Now on to the last (and best!) full day of our trip...more snorkeling and the island of Caye Caulker!  Each region that we have visited in Belize has hosted one of our favorite days of the trip.  I think Chip and I would both agree that today was our favorite day while in the northern cayes. It began with us laying in our 'two twins to make a king' bed with only the tiniest sliver of light shining through the curtains. I opened my eyes, peeked at the clock on my phone and saw that it was past 8 am.  Ah, sleeping in an extra hour and a half felt liberating. I could tell just then that today was going to be a good day. Does that ever happen to you?  Waking up extra refreshed and ready to tackle a new day?  As an added bonus Chip brought me hot, homemade donuts in bed. The warm sugar crystals hit my lips and like most days, the simple things like that is when I decide, yep, it's going to be a good day.  The next best thing was yet to come though. After throwing on our swim suits we strolled to the beach, our stomachs full of dough-nutty goodness, and signed up for a half day snorkel tour to Hol Chan Marine Reserve with a side trip to Shark/Ray Alley.  These two spots are known throughout the diving and snorkeling community as one of the best. Remember, the world's second largest barrier reef is HERE. There's Australia.  Then Belize.  We couldn't wait to see what all the hype was about.

The company we used for this snorkel trip, Searious Adventures, stood out in contrast to the one we used in Placencia. The office was organized, the boat was pristine, and even the boat driver and guides donned matching company t-shirts.  Our boat hit the open water at exactly 9 am and after a briefing from our witty but informative guide, our heads were bobbing in the lukewarm ocean by 9:30.  We could see nothing but a bunch of other tour boats moored around us in a circle. No land, we were far from it.  But little did we know an alternate universe was swimming around just below our bodies.

Once our masks hit the water and we began making our way to the reef, the ocean came to life. Think Finding Nemo, when Dory hits the ocean for the first time. It was madness.  Straight below there were massive schools of fish of all colors on a mission to who knows where. There were jacks, parrot fish, barracuda, and trumpet fish.  The coral was vividly colorful and alive.  We saw an eel, a shark, manta rays, jellyfish, and turtles.  I'm trying to think if there was something we missed.  We had seen dolphins from the boat earlier that morning, check.  I suppose the only thing left was a whale or manatee.  But it doesn't stop there. After an hour exploring this fascinating reef we are back in the boat, shivering and sopping wet.  Everyone is instructed to keep their snorkel gear handy.  A ten minute ride to where a lobster boat used to reside, this over time is how the name Shark/Ray Alley originated.  

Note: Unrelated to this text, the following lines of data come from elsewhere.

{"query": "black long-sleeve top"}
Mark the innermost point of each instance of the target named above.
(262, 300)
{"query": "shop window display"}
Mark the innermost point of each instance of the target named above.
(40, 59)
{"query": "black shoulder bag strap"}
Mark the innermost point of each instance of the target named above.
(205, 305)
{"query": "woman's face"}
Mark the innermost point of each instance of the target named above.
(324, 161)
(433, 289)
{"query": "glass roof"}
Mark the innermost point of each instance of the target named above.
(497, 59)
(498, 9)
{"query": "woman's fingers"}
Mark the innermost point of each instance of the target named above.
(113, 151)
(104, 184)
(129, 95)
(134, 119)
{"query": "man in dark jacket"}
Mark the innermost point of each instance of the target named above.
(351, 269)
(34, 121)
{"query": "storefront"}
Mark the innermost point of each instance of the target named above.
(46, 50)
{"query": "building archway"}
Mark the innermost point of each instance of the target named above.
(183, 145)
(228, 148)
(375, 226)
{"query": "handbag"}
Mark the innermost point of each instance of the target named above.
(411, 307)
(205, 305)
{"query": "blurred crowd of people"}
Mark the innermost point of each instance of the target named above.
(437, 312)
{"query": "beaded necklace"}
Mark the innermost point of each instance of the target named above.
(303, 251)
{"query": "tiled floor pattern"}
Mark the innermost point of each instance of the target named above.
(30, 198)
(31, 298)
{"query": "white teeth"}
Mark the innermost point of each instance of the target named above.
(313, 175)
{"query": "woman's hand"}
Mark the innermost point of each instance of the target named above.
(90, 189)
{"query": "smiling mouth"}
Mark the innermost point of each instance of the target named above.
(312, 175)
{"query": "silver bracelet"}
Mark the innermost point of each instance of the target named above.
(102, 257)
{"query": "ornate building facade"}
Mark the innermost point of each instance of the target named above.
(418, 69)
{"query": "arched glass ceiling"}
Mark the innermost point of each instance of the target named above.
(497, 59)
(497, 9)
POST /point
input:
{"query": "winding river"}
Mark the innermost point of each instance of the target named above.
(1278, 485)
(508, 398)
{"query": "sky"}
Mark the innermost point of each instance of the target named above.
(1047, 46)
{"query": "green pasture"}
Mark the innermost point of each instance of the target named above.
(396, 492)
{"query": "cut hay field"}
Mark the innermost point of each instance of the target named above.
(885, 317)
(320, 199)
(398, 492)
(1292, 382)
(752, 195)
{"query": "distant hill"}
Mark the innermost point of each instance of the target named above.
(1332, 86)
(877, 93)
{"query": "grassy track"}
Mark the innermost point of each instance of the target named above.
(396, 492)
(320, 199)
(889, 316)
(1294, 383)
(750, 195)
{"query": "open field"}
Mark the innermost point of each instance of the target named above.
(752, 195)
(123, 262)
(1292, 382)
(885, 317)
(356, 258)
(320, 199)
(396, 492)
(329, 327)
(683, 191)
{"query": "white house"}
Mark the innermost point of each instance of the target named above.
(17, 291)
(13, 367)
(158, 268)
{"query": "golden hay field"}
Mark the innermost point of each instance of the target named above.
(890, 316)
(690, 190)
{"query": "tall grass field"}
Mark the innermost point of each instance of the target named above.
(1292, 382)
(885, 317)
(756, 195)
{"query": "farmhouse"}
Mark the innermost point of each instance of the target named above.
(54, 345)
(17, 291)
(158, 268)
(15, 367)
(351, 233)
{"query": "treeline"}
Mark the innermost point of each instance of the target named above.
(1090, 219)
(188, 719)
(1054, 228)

Our experience at Shark/Ray Alley was a bit more manipulated though.  There is no genuine lobster boat anymore like at Silk Caye but rather several tour boats filled with folks wanting to see the sharks and rays up close and personal.  Our driver gets his chum ready and explains that the sharks are trained now to come to the motoring boat and wait for the chum to be thrown in the water.  Several of us splash into the crystal clear ocean and as the chum starts flying, the sharks begin to dart towards our boat.  I stayed above for a bird's eye view and to capture photos (since we couldn't get any in Placencia), and Chip marveled at the sharks from in the water, only a few feet of space separating them.  While I preferred experiencing the sharks and rays in their usual habitat in Placencia, this was also very unique and quite thrilling.  There must have been ten sharks swarming our boat, their only interest was to dine.  No more than five minutes passed and we were out of chum.  The sharks took off to the next approaching boat before we could even say hasta la vista.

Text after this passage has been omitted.